# TE GATO survives WordReference



## cuchuflete

Many of you have noticed that Te Gato hasn't been around lately, and were PMing to ask what's going on..

She has been through some surgery, and is recovering, slowly. She's still full of Yadda Yadda Yadda, and sends regards to all, in her usual unique style of Alberta English. She doesn't have access to a computer at the moment, but is receiving e-mails, perhaps through the secret antennae in her claws.

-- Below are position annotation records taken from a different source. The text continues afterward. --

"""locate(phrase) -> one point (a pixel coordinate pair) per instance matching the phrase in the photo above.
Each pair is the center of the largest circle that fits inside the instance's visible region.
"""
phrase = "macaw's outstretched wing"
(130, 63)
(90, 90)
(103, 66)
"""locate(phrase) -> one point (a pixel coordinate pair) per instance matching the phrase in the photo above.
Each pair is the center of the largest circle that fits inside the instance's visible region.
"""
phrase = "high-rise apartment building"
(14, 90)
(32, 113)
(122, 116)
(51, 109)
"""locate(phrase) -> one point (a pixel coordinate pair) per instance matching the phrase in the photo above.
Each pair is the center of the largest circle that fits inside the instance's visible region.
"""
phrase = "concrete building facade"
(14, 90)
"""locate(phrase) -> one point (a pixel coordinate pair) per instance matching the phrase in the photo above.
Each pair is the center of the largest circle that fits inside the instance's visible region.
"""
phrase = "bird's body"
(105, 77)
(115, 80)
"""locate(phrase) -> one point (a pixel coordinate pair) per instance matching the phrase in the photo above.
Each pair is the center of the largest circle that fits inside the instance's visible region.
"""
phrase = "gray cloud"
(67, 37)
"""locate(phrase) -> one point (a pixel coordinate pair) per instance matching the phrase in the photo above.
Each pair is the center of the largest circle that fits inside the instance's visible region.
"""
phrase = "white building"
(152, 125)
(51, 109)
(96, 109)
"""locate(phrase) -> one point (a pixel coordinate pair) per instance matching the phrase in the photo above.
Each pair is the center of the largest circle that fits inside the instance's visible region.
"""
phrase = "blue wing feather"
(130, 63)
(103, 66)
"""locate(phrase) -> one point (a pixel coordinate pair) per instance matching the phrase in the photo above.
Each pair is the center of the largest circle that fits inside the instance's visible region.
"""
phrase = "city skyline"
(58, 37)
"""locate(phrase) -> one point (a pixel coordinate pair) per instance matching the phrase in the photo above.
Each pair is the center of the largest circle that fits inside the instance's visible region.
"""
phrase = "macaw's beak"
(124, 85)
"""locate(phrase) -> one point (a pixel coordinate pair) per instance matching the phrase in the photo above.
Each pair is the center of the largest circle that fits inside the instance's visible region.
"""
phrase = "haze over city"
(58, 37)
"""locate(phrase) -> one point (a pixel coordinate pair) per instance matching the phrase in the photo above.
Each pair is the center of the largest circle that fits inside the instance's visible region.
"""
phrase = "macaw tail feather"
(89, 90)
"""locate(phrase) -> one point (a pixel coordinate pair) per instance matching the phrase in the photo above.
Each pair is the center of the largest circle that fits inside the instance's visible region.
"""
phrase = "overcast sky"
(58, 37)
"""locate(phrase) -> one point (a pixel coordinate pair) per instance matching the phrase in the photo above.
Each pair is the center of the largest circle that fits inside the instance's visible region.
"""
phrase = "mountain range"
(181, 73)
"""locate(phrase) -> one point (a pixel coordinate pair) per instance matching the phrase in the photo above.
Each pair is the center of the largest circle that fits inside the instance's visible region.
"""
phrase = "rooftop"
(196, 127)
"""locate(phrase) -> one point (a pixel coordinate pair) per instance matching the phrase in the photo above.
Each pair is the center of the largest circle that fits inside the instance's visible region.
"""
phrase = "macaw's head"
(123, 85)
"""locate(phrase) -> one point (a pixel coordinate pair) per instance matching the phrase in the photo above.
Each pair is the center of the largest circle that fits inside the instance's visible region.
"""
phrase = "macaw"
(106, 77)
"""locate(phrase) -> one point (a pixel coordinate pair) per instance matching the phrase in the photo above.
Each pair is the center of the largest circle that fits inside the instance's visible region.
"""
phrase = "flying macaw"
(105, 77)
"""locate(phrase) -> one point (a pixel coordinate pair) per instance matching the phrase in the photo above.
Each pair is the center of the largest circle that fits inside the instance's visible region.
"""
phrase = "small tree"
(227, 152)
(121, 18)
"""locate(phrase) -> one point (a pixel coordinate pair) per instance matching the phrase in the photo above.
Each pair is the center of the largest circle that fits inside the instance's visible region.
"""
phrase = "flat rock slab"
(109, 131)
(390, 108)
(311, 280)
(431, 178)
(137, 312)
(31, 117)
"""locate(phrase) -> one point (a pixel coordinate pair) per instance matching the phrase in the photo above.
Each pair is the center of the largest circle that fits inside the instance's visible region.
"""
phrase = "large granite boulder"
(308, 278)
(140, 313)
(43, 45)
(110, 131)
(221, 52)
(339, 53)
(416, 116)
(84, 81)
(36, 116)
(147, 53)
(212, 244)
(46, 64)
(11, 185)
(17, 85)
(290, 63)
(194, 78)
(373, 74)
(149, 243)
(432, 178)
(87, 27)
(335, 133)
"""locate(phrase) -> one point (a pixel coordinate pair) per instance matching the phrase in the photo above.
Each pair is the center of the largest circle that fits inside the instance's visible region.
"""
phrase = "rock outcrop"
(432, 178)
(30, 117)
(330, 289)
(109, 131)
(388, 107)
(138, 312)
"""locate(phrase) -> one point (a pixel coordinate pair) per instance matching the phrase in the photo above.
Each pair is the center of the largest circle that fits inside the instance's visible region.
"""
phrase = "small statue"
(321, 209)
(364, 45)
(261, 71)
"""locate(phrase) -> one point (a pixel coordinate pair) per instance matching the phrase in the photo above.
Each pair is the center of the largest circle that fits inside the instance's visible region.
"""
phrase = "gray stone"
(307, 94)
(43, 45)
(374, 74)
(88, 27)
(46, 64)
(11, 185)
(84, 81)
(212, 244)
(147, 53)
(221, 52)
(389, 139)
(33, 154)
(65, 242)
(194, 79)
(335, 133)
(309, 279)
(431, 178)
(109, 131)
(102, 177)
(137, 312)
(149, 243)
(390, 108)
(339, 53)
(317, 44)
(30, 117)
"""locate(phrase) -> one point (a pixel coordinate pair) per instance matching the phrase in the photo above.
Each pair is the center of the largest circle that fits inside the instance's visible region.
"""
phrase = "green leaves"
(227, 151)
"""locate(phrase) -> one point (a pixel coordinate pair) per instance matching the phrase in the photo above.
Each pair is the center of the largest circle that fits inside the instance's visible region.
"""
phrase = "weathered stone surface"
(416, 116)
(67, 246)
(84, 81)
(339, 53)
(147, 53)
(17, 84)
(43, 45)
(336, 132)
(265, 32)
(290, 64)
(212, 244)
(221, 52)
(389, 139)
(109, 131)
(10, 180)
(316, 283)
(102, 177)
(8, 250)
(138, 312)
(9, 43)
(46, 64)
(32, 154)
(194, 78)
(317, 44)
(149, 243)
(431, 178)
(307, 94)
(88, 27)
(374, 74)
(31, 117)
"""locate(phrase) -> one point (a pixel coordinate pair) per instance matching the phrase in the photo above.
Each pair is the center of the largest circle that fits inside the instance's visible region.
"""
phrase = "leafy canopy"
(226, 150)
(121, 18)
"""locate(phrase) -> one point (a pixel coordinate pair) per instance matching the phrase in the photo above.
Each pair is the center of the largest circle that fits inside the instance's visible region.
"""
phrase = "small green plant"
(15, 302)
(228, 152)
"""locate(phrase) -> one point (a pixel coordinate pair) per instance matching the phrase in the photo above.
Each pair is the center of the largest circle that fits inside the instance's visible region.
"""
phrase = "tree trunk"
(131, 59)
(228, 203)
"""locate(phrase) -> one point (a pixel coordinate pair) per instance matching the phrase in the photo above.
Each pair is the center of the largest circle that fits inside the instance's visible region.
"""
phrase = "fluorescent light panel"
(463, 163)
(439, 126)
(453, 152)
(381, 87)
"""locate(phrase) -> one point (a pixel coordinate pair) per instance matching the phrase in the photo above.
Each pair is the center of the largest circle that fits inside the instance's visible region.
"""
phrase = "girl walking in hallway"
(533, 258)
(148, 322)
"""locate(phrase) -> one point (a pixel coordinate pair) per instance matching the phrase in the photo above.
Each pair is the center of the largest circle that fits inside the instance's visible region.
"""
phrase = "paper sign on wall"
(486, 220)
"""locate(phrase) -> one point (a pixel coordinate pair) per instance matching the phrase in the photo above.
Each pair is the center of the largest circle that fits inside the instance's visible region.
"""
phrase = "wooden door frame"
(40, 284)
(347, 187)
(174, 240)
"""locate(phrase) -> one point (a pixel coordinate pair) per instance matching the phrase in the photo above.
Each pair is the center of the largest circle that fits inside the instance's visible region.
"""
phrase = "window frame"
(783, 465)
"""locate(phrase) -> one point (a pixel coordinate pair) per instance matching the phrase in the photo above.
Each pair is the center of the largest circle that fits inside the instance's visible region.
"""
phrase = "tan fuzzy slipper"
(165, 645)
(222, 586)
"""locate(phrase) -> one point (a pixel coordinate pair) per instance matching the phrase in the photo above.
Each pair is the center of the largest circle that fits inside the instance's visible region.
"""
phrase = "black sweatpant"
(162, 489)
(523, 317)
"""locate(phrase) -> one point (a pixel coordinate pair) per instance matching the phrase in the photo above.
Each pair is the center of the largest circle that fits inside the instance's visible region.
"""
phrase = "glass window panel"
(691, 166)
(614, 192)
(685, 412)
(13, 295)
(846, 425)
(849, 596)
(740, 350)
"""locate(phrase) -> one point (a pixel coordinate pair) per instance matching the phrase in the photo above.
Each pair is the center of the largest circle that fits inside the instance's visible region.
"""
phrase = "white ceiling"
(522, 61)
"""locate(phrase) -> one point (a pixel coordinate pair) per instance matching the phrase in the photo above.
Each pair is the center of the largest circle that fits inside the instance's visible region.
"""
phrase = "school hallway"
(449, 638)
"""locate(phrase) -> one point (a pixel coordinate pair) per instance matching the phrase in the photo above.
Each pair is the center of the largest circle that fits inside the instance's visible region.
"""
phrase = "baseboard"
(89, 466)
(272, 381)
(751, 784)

If you would like to post a 'get well' greeeting, or just say hello, post it here and I'll be sure she gets your messages.

regards,
Cuchu


----------



## lsp

T.G. - Make like a cat, land on your feet and have a speedy recovery and speedy return.  Lsp


----------



## mjscott

Te_Gato:

I MISS YOU TERRIBLY!

Come back soon--The forum isn't the same without you!

Best wishes for a speedy recovery!

mjscott


----------



## gaer

Te Gato,

Perhaps this will embarrass you, but to h--- with it. I don't care.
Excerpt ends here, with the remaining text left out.